Thankfully the beautiful weather held out for yet another field day, this one organized by Jasper County Soil and Water Conservation District’s Jody Wilson and located on the beautiful grounds of the Kankakee Marsh County Park in Lake County.  Jody teamed up with Rensselaer Schools 8th graders, bringing them out to learn about this long gone marsh from visiting speakers Rose Morgan (Newton County SWCD), James Pothoff (DNR), Sarah Wolf (ISDA), and myself! Jody was even able to recruit Jeff Manes and Jim Sweeney local history experts, as well as, writer and contributor to the documentary “Everglades of the North”. 

I was given the opportunity to teach these young adults about animals both currently living in and extinct from the grand marsh.  Many had never even seen some of the animals we had pelts for.  The students even played along (with minimal groaning and eye rolling) in a game to exemplify the importance of using our natural resources wisely. 

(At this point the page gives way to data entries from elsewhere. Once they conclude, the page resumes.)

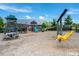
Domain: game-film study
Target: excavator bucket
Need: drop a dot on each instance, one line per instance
(64, 37)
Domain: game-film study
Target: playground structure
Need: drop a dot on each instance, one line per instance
(61, 37)
(11, 28)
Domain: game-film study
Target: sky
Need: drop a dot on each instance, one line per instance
(26, 12)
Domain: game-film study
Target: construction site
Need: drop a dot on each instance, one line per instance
(57, 38)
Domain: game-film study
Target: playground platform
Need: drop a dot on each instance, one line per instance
(39, 44)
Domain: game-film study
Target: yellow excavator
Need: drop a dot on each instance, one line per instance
(64, 37)
(59, 36)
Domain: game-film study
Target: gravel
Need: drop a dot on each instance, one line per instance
(39, 44)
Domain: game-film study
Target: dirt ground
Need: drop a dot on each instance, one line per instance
(39, 44)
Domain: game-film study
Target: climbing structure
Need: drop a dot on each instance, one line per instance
(11, 24)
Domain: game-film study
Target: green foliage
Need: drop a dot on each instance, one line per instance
(1, 25)
(1, 22)
(53, 23)
(43, 25)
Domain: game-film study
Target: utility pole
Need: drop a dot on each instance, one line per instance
(59, 23)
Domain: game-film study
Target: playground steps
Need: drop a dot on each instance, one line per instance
(65, 36)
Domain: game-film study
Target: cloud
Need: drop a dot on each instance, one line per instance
(15, 9)
(28, 17)
(41, 17)
(73, 11)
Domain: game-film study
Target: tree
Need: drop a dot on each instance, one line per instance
(43, 25)
(68, 20)
(53, 23)
(68, 23)
(1, 24)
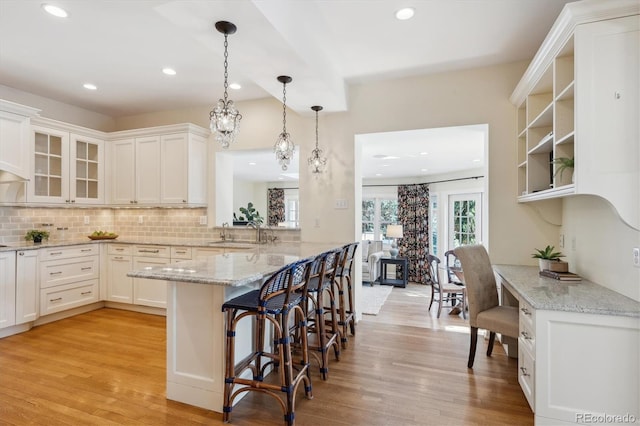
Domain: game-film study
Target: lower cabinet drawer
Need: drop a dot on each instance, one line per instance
(526, 375)
(68, 296)
(58, 272)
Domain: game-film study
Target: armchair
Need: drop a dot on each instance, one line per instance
(371, 254)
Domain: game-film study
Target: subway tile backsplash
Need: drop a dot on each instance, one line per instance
(163, 223)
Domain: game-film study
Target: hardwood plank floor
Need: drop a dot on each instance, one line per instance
(405, 367)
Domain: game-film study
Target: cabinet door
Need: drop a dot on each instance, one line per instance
(148, 170)
(123, 171)
(15, 145)
(27, 293)
(7, 289)
(175, 165)
(608, 107)
(119, 285)
(87, 170)
(50, 183)
(149, 292)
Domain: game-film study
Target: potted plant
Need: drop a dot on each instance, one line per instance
(36, 235)
(248, 215)
(563, 163)
(550, 260)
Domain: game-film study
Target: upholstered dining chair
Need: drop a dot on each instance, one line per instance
(444, 292)
(485, 310)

None of the students believed beaver pelts were used as currency for early settlers.
Buying groceries with beaver pelts? Crazy!

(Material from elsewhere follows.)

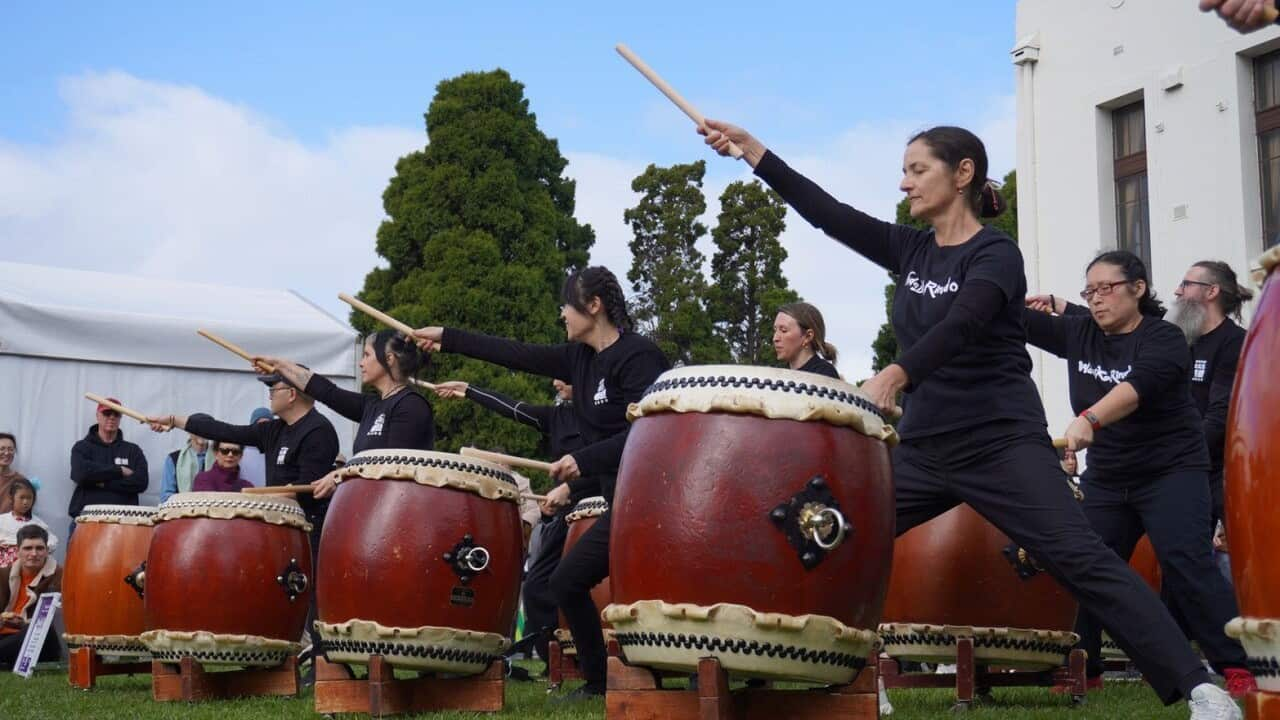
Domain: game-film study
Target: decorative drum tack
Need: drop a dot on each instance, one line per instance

Every day we come in to the office with a mission, get conservation on the ground.  So we focus on our agricultural producers, promoting cover crops, advising on responsible irrigation, encouraging conservation program sign up, water testing, and the list goes on.  We can’t forget an important part of that mission is our young people.  They may not currently be active stewards of the land but if we are lucky more than a few of the 400+ students we exposed to the beauty and value of our natural resources this past week will grow up to care as much for this land as we do.  And even at their young age they can pass on our message to friends and family.  After all, it is much easier to get conservation on the ground while you are still as close to ground level as these small folks are.